Kudremukh is one of the most famous trekking destinations in South India. The place derives its name from the shape of the hill, which resembles the face of a horse, or as it is depicted in the local language – ‘Kudre mukha’ (horse face).

The Kudremukh range falls in the Chikmagalur district, with dense forests that are evergreen owing to the high rainfall in the area. The Kudremukh National Park falls on the ridge of the Western Ghats and is rich in wildlife. It is known for its bio-diversity and is one of the 34 hot spots picked by UNESCO for ecological conservation.

An Overview of the Region

The rivers Tunga, Bhadra and Nethravati originate here in the Kudremukh ranges. The Kadambi falls in this part of the Western Ghats also attracts a lot of tourists. The steep hills, the dense forests and the gushing mountain streams offer all trekkers an unforgettable experience with breathtaking views at every turn.

Kudremukh Trek

Though people flock to these hills throughout the year, the best time for trekking is from October to May, after the rains, when the hillside is lushly covered in verdant greenery and the mountain streams are flowing in full spate.

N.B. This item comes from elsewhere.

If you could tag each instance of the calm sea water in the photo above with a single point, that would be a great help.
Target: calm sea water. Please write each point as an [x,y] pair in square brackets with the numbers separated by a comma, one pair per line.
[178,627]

The Shola grasslands help in feeding the major rivers with perennial mountain streams emptying into them. There are many established trekking and hiking trails in these mountains as the British had declared this area as a Reserved Forest in 1916, and it has been popular ever since for trekking purposes.

Trekking in the Kudremukh Region

The trekking trails in Kudremukh are known for their scenic beauty, as the region is one that is breathtakingly abundant with natural resources. The winding ghat roads throw up amazing vistas and panoramic views at every turn.

You can stay in Kalasa, the nearest town, as Kudremukh is currently a ghost town that does not have any accommodation options or other amenities. From Kalasa, you’ll have to start as early as possible in the morning in order to reach the base camp at Mullodi. You can either trek to the base camp or hire a jeep from Kalasa. It is a 40 minute drive through slush, so choosing a jeep can be a better idea.

You can hire a guide to accompany you or you can set off on your own from the base camp, depending on your trekking experience. Once the trek starts, you will come across two streams. Remember to stay on the trail from the Somavathi falls if you’re trekking on your own. The Kudremukh peak will be about 10-13 kilometers away, depending on the path you take.

Things to Remember While Trekking

There are 13 established trekking routes along the Kudremukh ranges, and you can choose your trail based on the comfort level, the timeframe you’ve decided on and your prior trekking experience. Some of the more arduous routes will take you from Samse to Kudremeukh and back, working up to around 40 kilometers. The Navoor – Hevala – Kudremukh – Navoor trek generally follows a 60 kilometer trail.

Because Kudremukh lies in a protected forest area, you’ll need to obtain prior permission from the Forest Department for trekking or camping in the hills. Wherever you stay, you’ll have to climb the Kudremukh peak and return the same day to your base as tourists are not allowed to stay there.